Agile as a bottleneck
Unavoidably, every company needs to have a process in place for a successful software development lifecycle. It seems that the majority generally acknowledges that Agile Development could be very efficient. However, only the minority seems to acknowledge that their environment might not be suitable for applying the agile process. Environments are not all the same and when you start treating them in such a way, then you eventually hit a bottleneck of inefficiency. Different teams inside the same environment behave and function in their own unique way and that’s a fact. Teams are formed by individuals with diverse experiences, habits, opinions and skills and ideally all together should come in harmony. Only then, you could talk about real productivity and efficiency. Imagine now when on top of an already very complex task (e.g. build team’s chemistry), you try to apply a model called agile, the wrong way. Disaster!
The question that logically arises now is what does the wrong way mean in every occasion. Obviously, there is no definite answer to that question and it simply depends. There are so many unique factors for each occasion, that would be at least naive to generalize the answer. Nevertheless, there are common mistakes made while applying agile, which as a result lead to the misusage of a model that was only meant to help and simplify. It is at this point that someone should reconsider the truth behind the “quote” about theory and practice, as it becomes priceless:
1. Unnecessary tools & Processes
As the manifesto states, agile is supposed to favour personal interaction against tools and processes. Most of the companies invest in very expensive tools that are heavily used daily. A very time consuming process that has no real benefits (only capturing context), and it extremely slows down development. Serious side-effects of the usage of such tools: days or even weeks of continuous planning for reviewing the captured context, several hours spend for keeping context up-to-date, multiple tools for the same purpose and so on …
2. Lack of architecture
Avoiding to document in thousand of pages every single detail of the product’s architecture is desired. It completely aligns with the agile manifesto, which it instead proposes working software. However, the manifesto does not state: neglect documentation! A properly structured document for capturing clearly the product design and all the architectural requirements is a fundamental ingredient if you want to build any complex system that is scalable, extendable, testable, easy-to-understand and offers maximum levels of quality. Otherwise, you are just looking at pieces of code that were forced to co-operate successfully.

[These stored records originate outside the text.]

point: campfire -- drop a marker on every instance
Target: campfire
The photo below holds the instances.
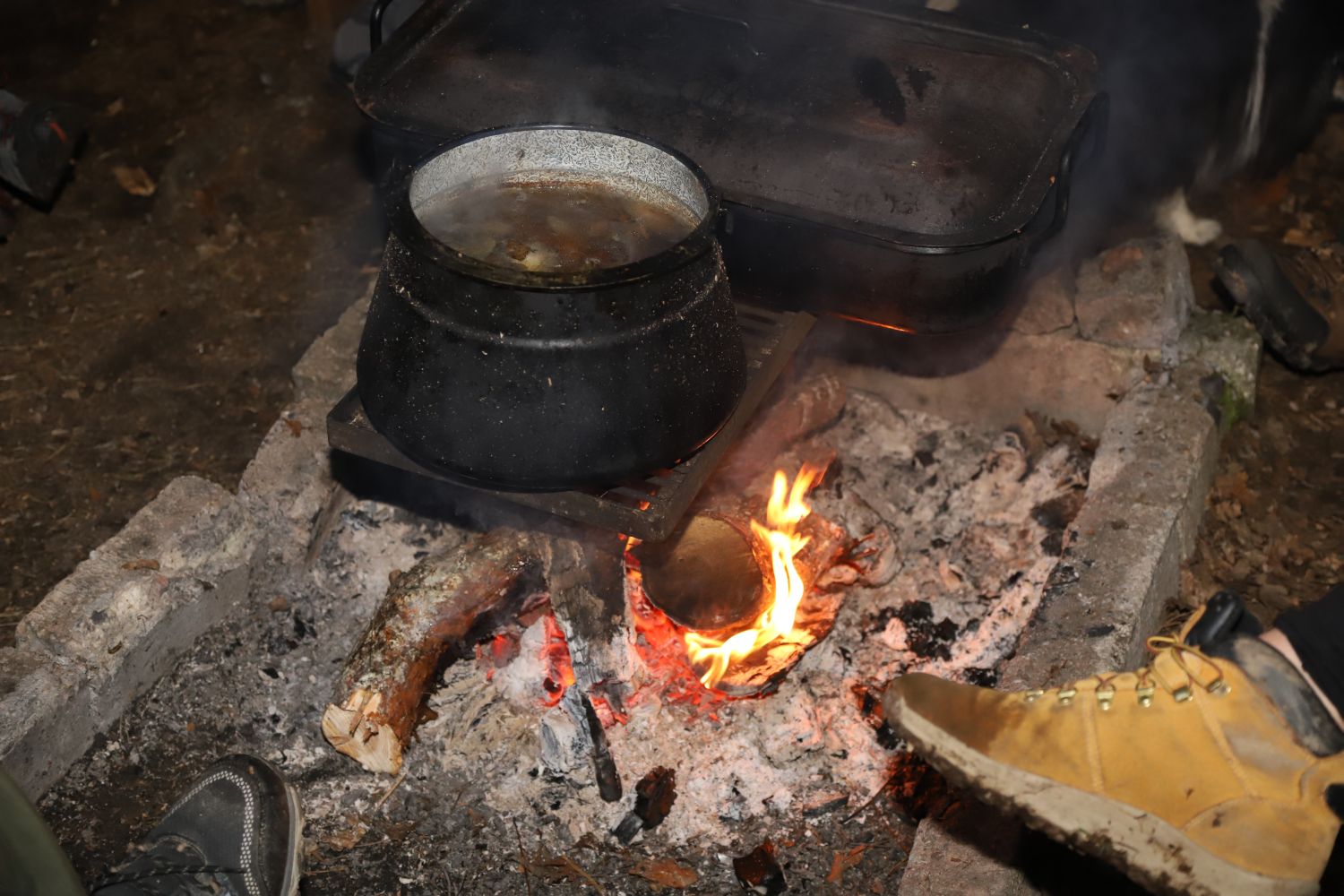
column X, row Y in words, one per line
column 785, row 511
column 838, row 544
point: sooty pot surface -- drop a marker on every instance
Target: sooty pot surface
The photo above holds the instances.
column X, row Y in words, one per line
column 550, row 379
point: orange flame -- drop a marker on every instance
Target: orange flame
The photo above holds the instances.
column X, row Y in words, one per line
column 784, row 512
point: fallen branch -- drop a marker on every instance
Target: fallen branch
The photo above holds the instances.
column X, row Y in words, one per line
column 425, row 614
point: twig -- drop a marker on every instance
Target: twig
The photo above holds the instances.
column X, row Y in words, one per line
column 383, row 798
column 583, row 874
column 521, row 860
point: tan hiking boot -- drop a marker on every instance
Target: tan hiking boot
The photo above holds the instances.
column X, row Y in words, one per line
column 1187, row 774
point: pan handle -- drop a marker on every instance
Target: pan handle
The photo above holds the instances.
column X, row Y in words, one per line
column 1089, row 139
column 375, row 23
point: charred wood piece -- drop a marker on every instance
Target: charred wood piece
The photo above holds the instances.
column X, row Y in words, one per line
column 656, row 793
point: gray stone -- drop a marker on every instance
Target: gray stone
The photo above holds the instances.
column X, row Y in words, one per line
column 327, row 370
column 1021, row 375
column 1121, row 564
column 1048, row 306
column 35, row 694
column 1231, row 347
column 129, row 611
column 1159, row 450
column 1137, row 295
column 289, row 482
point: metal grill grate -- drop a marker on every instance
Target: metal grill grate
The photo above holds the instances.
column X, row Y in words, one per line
column 648, row 508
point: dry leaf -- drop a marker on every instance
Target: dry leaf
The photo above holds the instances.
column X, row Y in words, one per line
column 134, row 180
column 664, row 872
column 843, row 861
column 1301, row 238
column 140, row 564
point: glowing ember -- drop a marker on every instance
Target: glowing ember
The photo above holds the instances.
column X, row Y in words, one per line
column 559, row 670
column 785, row 511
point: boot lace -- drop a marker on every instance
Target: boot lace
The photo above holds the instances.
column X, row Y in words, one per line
column 1150, row 677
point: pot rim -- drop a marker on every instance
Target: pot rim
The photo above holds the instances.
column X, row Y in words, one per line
column 416, row 237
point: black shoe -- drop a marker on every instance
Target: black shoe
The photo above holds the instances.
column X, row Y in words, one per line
column 237, row 831
column 1295, row 301
column 37, row 142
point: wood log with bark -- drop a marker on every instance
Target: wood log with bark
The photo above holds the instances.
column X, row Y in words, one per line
column 426, row 613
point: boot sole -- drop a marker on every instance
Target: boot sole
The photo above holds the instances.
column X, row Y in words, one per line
column 1148, row 849
column 295, row 868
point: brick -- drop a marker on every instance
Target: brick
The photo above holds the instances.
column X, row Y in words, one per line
column 1137, row 295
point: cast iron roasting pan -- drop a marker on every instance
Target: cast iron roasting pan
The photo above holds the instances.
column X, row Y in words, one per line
column 895, row 168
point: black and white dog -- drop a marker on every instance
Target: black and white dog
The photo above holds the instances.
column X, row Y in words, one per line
column 1201, row 90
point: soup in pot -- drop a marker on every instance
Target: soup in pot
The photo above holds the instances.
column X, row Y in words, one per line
column 556, row 226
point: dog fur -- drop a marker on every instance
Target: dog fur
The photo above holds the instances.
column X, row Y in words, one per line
column 1201, row 90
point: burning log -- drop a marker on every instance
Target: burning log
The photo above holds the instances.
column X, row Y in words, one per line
column 801, row 410
column 762, row 668
column 749, row 653
column 425, row 614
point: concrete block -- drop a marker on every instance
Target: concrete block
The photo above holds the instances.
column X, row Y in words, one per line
column 35, row 696
column 1121, row 565
column 327, row 370
column 1021, row 375
column 129, row 611
column 1137, row 295
column 1160, row 450
column 289, row 482
column 1048, row 306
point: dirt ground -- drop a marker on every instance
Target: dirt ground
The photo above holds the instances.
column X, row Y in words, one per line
column 142, row 338
column 1274, row 530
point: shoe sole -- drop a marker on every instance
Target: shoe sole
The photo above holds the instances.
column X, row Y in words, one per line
column 1148, row 849
column 295, row 868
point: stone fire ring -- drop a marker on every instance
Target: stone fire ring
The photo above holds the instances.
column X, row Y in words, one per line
column 199, row 554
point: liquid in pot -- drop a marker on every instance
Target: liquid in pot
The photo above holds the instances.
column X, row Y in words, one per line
column 556, row 226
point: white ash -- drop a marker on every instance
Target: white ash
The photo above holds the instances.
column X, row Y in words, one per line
column 951, row 516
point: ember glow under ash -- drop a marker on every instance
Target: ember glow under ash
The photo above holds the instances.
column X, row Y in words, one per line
column 785, row 511
column 559, row 669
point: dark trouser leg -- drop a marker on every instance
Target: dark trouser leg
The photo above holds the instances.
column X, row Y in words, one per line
column 1316, row 632
column 31, row 861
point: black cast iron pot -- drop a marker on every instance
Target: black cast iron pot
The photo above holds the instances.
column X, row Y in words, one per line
column 550, row 381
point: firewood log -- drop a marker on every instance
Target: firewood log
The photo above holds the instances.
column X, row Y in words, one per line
column 425, row 614
column 800, row 410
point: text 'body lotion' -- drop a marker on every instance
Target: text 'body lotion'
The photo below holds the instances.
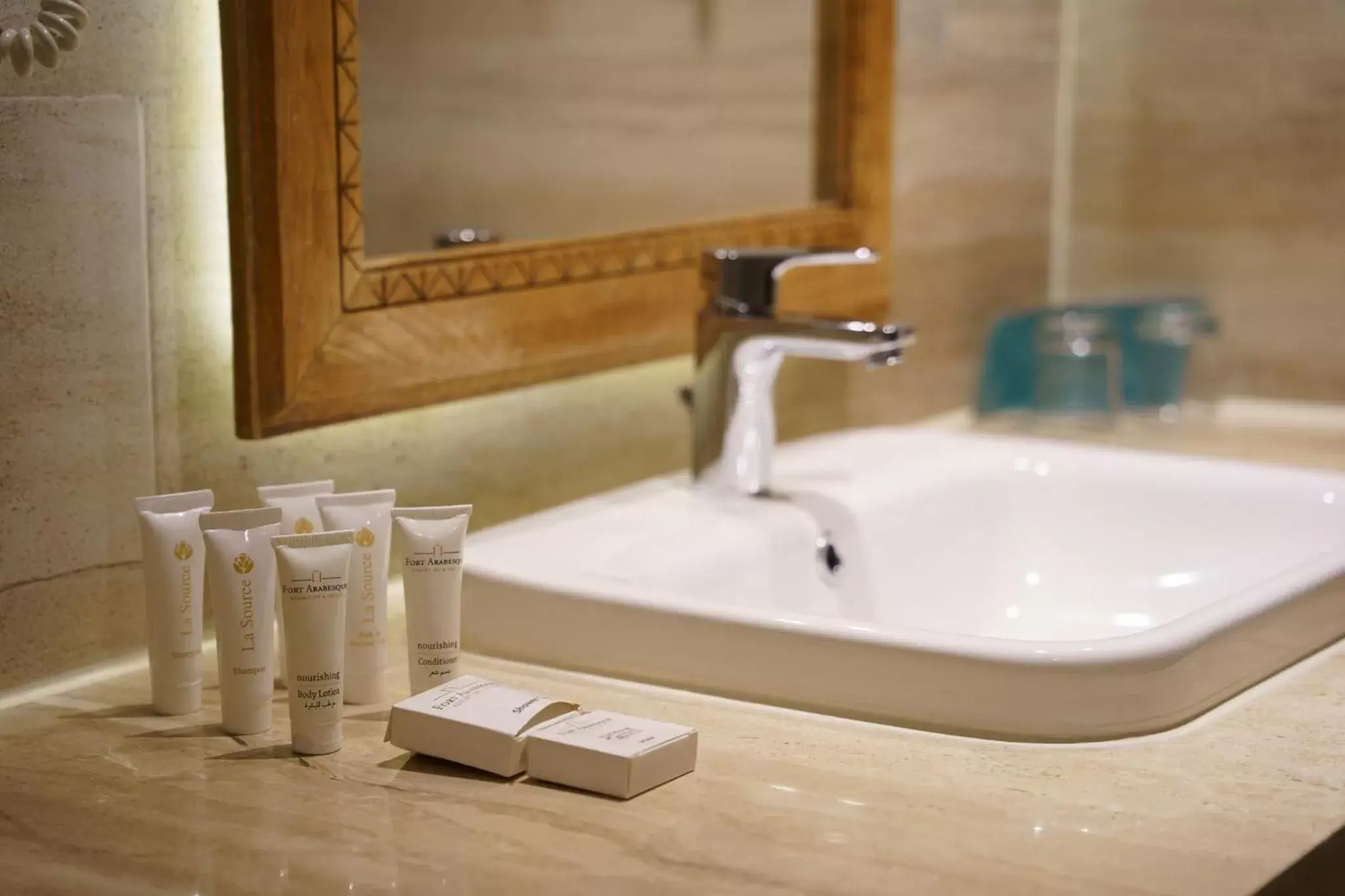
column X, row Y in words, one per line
column 314, row 572
column 369, row 515
column 298, row 516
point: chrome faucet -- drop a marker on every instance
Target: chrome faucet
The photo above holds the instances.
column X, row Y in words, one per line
column 740, row 343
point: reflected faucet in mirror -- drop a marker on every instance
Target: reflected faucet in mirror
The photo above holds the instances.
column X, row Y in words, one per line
column 740, row 344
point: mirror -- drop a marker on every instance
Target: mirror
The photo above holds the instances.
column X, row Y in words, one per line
column 557, row 119
column 611, row 141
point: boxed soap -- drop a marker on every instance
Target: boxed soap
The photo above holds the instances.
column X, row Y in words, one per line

3. Defined roles & Hierarchies
Although agile sets the principles of customer collaboration and responding to changes, wisely avoids to explicitly define the roles and the hierarchies, which will be required to achieve these two goals. Someone could argue that the process has already a defined structure for roles and hierarchies, such as small scrum teams, scrums-masters and tech-leads, but that is at best inaccurate. These are just suggestions for achieving certain goals and if they are proved that they are indeed working on your environment, then you probably should adopt them. If not, you need to define your own successful model of roles and hierarchies, which will allow you to use agile as a concept, rather as a strict process that you have to blindly follow. Using the suggested roles, hierarchies, tools and processes for being agile, does not make you agile. You need to respect the agile manifesto and find your way into it.
4. The illusion of control
There is the perception that applying the agile model gives better control over other software development processes and makes things easier to manage. That is only partially true, as it assumes that agile process is not broken or misused. Therefore, most of the time it gives the illusion of a fine grained control, which only adds an incredible overhead on the development lifecycle, with no meaningful value. Certainly you get all those nice to have, but no product life threatening control metrics. At this stage someone should really wonder, if the Fibonacci numbers for sizing, the burn down charts, the special templates for the definition of done, the time consuming planning sessions and having 8 different states for a defect, are the mechanisms for controlling better the development. I doubt!
5. Decision making & Consequences
Agile manifesto does not mandate any specific approach for decision making. Nevertheless, the responding to changes principle, requires someone to continuously determine the priorities and the absolute necessities for the product. If someone is desperately changing the decisions based on the customer’s input, third party dependencies and commitments for new feature enhancements, it is likely to fail. Allowing a certain level of flexibility is desired, but it should be always inside the feasible boundaries of the team’s capacity and what it can be delivered without accepting any significant trade-offs that they risk to harm the final product. Therefore, someone should have the authority to simply say no to changes when needed, while weighting all the potential consequences. A product delivered on-time, fully working, feature complete (initial commitments is the metric) is much better, than a product overloaded, delayed, with a higher risk for lower quality.